If I control a physical cluster of machines end-to-end, I might consider Kubernetes (because I don't have any better options and doing the work to actually secure it is probably less work than my alternatives), but it's also one of the reasons--though far from the only reason--that I couldn't begin to consider k8s if I'm running in AWS or another cloud environment.
They are in progress towards encrypting at rest the etcd database. You can experimentally turn it on by following this doc:
There is an implementation to use Hashicorp's Vault to encrypt secrets (using this functionality) which looks quite nice actually:
2) What exactly do you not like tooling wise.
3) Totally agree. I am actually working on replacing etcd with postgresql though.
1) Write a bunch of bash scripts around kubectl and a bunch of YAML files. While painful, this the way I ended up going for (plus blackbox to GPG encrypt/decrypt secrets on the repo)

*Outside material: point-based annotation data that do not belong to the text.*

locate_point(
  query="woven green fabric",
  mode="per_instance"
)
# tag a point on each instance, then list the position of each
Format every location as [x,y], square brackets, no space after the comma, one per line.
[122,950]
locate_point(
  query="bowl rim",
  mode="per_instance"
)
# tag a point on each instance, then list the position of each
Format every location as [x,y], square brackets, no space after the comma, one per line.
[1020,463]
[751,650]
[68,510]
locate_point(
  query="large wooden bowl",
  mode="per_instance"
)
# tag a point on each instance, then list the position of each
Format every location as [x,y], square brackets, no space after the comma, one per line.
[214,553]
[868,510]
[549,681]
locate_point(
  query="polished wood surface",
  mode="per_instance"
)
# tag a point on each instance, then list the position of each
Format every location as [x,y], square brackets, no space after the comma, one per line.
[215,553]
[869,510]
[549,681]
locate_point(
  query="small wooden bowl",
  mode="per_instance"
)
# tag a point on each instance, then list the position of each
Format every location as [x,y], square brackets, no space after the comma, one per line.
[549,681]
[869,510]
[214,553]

2) Try to use your usual tools (Ansible/Puppet) as a replacement for kubectl. This is the dream, but the plugins for Ansible and Puppet only support subsets of the latest k8s features, or require annoying stuff like setting your API endpoint on every task.
In other words, getting reproducible deploys between different k8s clusters (say, one for staging and one for production) is not really a thing yet. I guess there's an argument for saying that one should use k8s-native solutions for that (such as namespaces) but what about having clusters in different data centers?
How do you view that in regard to this discussion? https://github.com/kubernetes/kubernetes/issues/1957
I don't think i even want to setup dc/os on my laptop and play with it, seems almost impossible to run mesos on osx . All these articles are making me resent DC/OS :D.
It also feels like the recent feature sets that Mesosphere has been delivering to Marathon (their choice of scheduler to sit on top of Mesos) is playing catchup to a lot of the features that Kubernetes already has.
Namely, they target machine management. While K8s is about container centric job management. Seems subtle, but if you think along these 2 lines, design decisions in 2 systems fall through naturally.
from their home page ' deploys containers, distributed services, and legacy applications into those machines; '
Containers is listed first and its definitely an overlap with kubernetes . I understand that mesos was originally developed with non container centric focus but dc/os now definitely container focused. First example on their site in graphic is 'Containerized Workloads '.